Saturday against Whitecourt, the Bearcats were reflecting on the last time they played against the Wolverines, almost exactly a month ago when Jasper built a healthy 3–0 lead in the early going, before taking the foot off the gas pedal and finally sneaking away with a 6–4 victory after 60 minutes.
As if history was going to repeat itself, Jasper fought to another 3–0 lead after 20 minutes with two goals by hard working forward Hunter Zenner and a hash-marks slapper that seemed to go through the Whitecourt netminder by Elvis Gorontzy-Slack.
But this time Jasper did not let up. Goaltenders Duncan McLeod and Severin Golla kept a clean slate, as they shared duties between the pipes, while the Jasper forwards kept applying the pressure.
Rhys Malcolm and Eric MacMahon each scored in the second, while Zenner completed his hat trick in the third to give the Bearcats a six nothing victory.
McLeod hasn’t let in a goal in his last five periods of play.
The pace was dramatically different on Sunday against the Fort Saskatchewan Rangers in Bruderheim (home of a famous meteorite strike in 1960!). The Rangers are a quick passing physical team that aggressively gain the zone and drive to the net. And while the Sunday games on weekend road trips can be sloppy, the Bearcats did not succumb, rising to the challenge against a team that didn’t give them piles of time with the puck.
Cooper Hilworth, who was uncharacteristically held off the scoresheet the day before, struck first and second. Both came in the first period, the second on a power play with a perfectly placed shot that the Fort Saskatchewan netminder never saw. Malcolm gave Jasper a 3–0 lead before the end of the first, driving through the slot and shooting high against the flow.

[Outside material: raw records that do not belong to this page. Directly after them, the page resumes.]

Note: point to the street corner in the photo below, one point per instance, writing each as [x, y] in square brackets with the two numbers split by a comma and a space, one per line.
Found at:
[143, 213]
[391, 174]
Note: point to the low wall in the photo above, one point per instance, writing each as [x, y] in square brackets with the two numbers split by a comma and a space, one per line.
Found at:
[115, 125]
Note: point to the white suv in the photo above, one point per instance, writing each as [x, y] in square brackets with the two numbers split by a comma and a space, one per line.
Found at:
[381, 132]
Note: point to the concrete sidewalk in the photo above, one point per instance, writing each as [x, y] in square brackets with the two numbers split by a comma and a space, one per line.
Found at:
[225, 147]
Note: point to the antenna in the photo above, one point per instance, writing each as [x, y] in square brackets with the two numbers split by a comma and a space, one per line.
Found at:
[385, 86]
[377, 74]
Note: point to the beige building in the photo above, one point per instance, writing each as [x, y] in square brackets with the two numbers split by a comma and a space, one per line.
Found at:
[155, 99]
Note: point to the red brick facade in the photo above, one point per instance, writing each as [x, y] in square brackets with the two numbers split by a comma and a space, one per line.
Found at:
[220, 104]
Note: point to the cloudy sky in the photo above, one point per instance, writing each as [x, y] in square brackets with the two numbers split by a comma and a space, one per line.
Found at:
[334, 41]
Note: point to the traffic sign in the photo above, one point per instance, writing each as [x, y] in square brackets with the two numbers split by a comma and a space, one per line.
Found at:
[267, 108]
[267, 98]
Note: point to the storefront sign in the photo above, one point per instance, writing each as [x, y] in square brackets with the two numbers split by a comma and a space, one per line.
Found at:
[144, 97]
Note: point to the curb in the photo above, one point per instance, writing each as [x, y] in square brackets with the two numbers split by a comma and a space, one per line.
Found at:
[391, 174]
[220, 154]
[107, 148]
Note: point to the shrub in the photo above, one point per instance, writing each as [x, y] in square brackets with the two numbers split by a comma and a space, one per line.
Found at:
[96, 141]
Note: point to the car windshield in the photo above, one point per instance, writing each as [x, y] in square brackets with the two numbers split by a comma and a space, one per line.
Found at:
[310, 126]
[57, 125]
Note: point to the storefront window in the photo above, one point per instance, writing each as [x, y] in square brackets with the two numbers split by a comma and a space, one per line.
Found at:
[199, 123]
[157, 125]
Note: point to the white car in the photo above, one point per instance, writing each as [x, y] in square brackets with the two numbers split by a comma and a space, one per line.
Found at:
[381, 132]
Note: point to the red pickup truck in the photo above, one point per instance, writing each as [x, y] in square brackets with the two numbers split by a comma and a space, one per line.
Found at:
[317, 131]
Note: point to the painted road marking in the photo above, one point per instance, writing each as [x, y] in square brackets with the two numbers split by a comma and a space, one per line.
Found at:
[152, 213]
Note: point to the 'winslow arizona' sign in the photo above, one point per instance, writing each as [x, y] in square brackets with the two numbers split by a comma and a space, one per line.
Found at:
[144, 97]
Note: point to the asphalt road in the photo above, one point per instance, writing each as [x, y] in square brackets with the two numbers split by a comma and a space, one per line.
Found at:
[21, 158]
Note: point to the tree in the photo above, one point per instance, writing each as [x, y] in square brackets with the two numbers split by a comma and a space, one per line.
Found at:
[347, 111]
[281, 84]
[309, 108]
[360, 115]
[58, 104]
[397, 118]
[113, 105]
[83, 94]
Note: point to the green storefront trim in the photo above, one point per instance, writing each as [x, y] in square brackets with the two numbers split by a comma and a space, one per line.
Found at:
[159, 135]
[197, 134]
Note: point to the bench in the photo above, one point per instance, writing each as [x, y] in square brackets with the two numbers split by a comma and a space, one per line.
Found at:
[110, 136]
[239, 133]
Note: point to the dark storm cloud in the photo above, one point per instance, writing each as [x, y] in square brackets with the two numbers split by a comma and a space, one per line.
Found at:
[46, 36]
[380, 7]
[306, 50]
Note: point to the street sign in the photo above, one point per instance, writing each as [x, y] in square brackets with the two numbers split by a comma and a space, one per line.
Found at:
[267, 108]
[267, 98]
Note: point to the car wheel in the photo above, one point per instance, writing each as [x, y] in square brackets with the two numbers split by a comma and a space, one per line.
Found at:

Golla was sharp in net, stymying the Ranger snipers who outshot the Bearcats, but could not score.
In the second period, the scoring pace for Jasper slowed as the Rangers pressed, testing Jasper’s netminder. A player short on this road trip, with Troy Jackson sidelined with the flu, Coach Gary Hilworth moved Drew Tank to forward and rolled a three man defensive rotation of Matthew Park, Magnus Stenlund and Tyler Carlton. They were simply outstanding, but tired under the pressure, and by the time the second period buzzer had sounded, Fort Saskatchewan had clawed back with four goals of their own.
Jasper scored twice in the second, Malcolm’s second, a sweet backhander top shelf after out-racing Fort Saskatchewan to a loose puck in the neutral zone, and a point shot from Park that deflected through the Rangers D before hitting the back of the net.
The score was 5–4 at the end of two periods.
Then came gut check time in the third. Jasper needed to reach deep and find the jam to keep ahead of the relentless Rangers. Hilworth regained Jasper’s two goal cushion six minutes into the third, and McLeod had clearly found his legs, making some key stops between the pipes. The Rangers clawed back to within one goal on a five on three power play, but Jasper, led by a very solid defensive showing by Park, held on for a 6–5 victory.
Without a doubt, this was the Bearcats’ most complete game of the season, giving them plenty to celebrate on the bus trip home.
The bantams board that bus again next weekend for a swing through Devon and Drayton Valley.